Assessing magnetic torques and energy fluxes in close-in star-planet systems

TL;DR

This paper uses 3D magnetohydrodynamic simulations to analyze magnetic torques and energy fluxes in close-in star-planet systems, providing scaling laws for planetary migration and emission predictions.

Contribution

It introduces a simple parametrization of magnetic torque and energy flux based on a grid of 3D MHD simulations, aiding in modeling star-planet magnetic interactions.

Findings

Derived scaling laws for magnetic torque and energy flux.

Identified dependencies on planetary and stellar wind properties.
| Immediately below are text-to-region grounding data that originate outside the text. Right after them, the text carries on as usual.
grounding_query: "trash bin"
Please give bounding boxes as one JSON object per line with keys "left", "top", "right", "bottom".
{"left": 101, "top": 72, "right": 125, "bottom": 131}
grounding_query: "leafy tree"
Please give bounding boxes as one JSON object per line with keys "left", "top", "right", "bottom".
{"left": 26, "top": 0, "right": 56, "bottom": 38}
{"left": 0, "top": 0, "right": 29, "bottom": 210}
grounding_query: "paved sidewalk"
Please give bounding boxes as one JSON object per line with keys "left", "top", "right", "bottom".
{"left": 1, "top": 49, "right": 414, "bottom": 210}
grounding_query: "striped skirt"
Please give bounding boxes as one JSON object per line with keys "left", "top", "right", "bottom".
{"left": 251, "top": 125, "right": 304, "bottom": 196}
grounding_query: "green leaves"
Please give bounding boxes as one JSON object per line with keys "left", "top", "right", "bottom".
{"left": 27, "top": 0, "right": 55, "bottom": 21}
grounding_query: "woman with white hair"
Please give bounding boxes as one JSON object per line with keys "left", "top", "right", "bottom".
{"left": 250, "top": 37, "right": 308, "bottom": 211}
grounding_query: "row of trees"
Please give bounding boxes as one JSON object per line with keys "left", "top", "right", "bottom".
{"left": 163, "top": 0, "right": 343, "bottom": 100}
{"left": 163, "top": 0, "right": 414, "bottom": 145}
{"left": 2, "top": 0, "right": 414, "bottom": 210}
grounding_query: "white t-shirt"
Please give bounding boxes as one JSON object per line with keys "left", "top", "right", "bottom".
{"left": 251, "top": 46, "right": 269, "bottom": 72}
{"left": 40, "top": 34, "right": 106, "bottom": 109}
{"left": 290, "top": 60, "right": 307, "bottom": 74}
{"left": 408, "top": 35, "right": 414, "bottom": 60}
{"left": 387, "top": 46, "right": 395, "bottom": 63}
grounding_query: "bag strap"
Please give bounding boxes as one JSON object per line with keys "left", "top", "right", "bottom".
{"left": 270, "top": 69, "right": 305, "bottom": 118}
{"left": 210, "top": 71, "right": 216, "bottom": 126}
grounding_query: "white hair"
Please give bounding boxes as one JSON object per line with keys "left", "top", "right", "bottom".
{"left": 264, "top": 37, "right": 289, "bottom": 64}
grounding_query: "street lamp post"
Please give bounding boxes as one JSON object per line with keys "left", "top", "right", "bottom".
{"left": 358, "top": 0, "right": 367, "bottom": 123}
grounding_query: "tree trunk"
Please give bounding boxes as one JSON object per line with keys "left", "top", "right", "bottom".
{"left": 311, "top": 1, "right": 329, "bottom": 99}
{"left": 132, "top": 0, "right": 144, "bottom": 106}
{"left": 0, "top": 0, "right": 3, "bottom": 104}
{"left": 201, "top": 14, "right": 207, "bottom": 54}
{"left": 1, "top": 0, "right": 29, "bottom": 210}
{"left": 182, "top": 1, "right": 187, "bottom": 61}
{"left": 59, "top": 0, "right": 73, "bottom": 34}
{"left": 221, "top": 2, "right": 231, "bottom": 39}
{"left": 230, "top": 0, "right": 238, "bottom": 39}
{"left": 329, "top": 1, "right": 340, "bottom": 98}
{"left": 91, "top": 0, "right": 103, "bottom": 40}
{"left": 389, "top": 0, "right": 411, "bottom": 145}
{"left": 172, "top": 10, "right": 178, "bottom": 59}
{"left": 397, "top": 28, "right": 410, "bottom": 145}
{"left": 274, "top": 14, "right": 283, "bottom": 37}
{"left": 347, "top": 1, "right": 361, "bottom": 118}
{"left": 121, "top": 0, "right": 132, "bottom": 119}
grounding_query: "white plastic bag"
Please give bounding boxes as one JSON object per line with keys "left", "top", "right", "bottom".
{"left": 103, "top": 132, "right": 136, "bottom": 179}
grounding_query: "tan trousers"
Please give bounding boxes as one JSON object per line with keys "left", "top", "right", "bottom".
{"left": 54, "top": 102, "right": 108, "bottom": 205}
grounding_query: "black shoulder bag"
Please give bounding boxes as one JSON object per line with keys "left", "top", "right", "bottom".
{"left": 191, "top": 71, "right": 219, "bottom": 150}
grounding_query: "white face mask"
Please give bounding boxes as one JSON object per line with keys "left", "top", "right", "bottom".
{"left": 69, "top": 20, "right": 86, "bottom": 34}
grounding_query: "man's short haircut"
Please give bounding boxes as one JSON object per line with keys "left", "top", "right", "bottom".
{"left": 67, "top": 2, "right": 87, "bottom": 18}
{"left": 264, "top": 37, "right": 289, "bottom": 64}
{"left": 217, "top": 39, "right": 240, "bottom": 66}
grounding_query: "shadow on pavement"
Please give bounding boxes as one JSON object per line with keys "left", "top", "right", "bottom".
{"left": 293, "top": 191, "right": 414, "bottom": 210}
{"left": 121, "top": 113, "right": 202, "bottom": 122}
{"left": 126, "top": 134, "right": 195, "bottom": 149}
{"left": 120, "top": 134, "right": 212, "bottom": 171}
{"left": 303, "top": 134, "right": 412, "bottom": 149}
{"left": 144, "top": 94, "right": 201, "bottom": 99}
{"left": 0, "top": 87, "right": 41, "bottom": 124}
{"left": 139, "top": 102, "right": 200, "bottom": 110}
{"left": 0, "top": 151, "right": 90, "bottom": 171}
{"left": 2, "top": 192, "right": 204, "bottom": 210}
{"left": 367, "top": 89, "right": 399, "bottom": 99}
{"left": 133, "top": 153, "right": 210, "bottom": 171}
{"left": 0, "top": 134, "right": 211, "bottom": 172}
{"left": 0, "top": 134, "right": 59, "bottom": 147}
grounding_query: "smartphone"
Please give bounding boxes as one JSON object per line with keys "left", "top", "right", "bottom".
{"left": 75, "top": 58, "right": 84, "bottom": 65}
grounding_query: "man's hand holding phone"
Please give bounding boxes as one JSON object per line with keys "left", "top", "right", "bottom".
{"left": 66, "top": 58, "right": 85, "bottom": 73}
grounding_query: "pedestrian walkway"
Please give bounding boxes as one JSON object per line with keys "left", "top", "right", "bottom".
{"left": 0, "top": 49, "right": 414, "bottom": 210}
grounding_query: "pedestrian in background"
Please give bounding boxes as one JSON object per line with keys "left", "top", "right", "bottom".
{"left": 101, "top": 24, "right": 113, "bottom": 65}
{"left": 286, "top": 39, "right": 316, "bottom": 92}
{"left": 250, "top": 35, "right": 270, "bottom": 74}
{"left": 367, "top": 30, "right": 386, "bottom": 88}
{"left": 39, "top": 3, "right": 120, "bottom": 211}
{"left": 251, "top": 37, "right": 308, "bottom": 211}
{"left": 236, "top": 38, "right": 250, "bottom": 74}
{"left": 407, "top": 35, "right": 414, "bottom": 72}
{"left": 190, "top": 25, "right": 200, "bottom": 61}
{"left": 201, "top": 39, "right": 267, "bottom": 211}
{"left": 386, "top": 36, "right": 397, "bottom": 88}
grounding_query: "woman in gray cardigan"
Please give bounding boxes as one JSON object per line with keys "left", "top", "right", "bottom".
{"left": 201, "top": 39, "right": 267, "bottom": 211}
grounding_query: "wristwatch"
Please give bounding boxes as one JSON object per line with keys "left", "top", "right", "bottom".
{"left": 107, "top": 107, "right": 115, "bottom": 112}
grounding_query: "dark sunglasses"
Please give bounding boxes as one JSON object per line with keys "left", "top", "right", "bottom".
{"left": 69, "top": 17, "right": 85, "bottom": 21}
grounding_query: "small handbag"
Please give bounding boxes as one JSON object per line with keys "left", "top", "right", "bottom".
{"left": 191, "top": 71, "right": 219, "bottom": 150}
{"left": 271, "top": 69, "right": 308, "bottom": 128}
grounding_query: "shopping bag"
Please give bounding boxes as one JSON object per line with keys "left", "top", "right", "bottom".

Provided tools for estimating exoplanetary magnetic fields from observations.

Abstract

Planets in close-in orbit interact with the magnetized wind of their hosting star. This magnetic interaction was proposed to be a source for enhanced emissions in the chromosphere of the star, and to participate in setting the migration time-scale of the close-in planet. The efficiency of the magnetic interaction is know to depend on the magnetic properties of the host star, of the planet, and on the magnetic topology of the interaction. We use a global, three-dimensional numerical model of close-in star planet systems, based on the magnetohydrodynamics approximation, to compute a grid of simulations for varying properties of the orbiting planet. We propose a simple parametrization of the magnetic torque that applies to the planet, and of the energy flux generated by the interaction. The dependancy upon the planet properties and the wind properties are clearly identified in the derived scaling laws, which can be used in secular evolution codes to take into account the effect of magnetic interactions in planet migration. They can also be used to estimate a potential magnetic source of enhanced emissions in observed close-in star-planet systems, in order to constrain observationally possible exoplanetary magnetic fields.